I've mentioned it elsewhere, including in prior discussion with you, but even in places with broad support, UBI keeps getting struck down and is a pipe dream that will never come to fruition under capitalism. We've been trying for 50 years now.

Also, Singapore's public housing system was implemented right before and immediately after independence and the political factors in play to develop it are frankly no longer possible to duplicate in places like the United States; that ship has long since sailed and even Singaporean leadership acknowledges this point very explicitly.

I think virtually every Chinese person would gladly, gratefully accept wealth inequality in order to not return to their past where everyone was equal because everyone was poor. And those social policies were crap without the economy provided by the shift to capitalism.

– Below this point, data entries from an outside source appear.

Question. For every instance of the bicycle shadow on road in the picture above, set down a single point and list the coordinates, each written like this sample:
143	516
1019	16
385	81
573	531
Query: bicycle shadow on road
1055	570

That's a lot of mouths to put words into all at once. Perhaps it's best to let them speak for themselves on that matter instead of assuming the position of almost every person in the most populated country in the world. But you do you.

Plenty of capitalist countries handled the pandemic well. What are you talking about? You really do fulfill the stereotype of being unable to view the world through any lense except America.

I think that depends entirely on your definition of "well", as well as what the after-effects will be when the bills come due.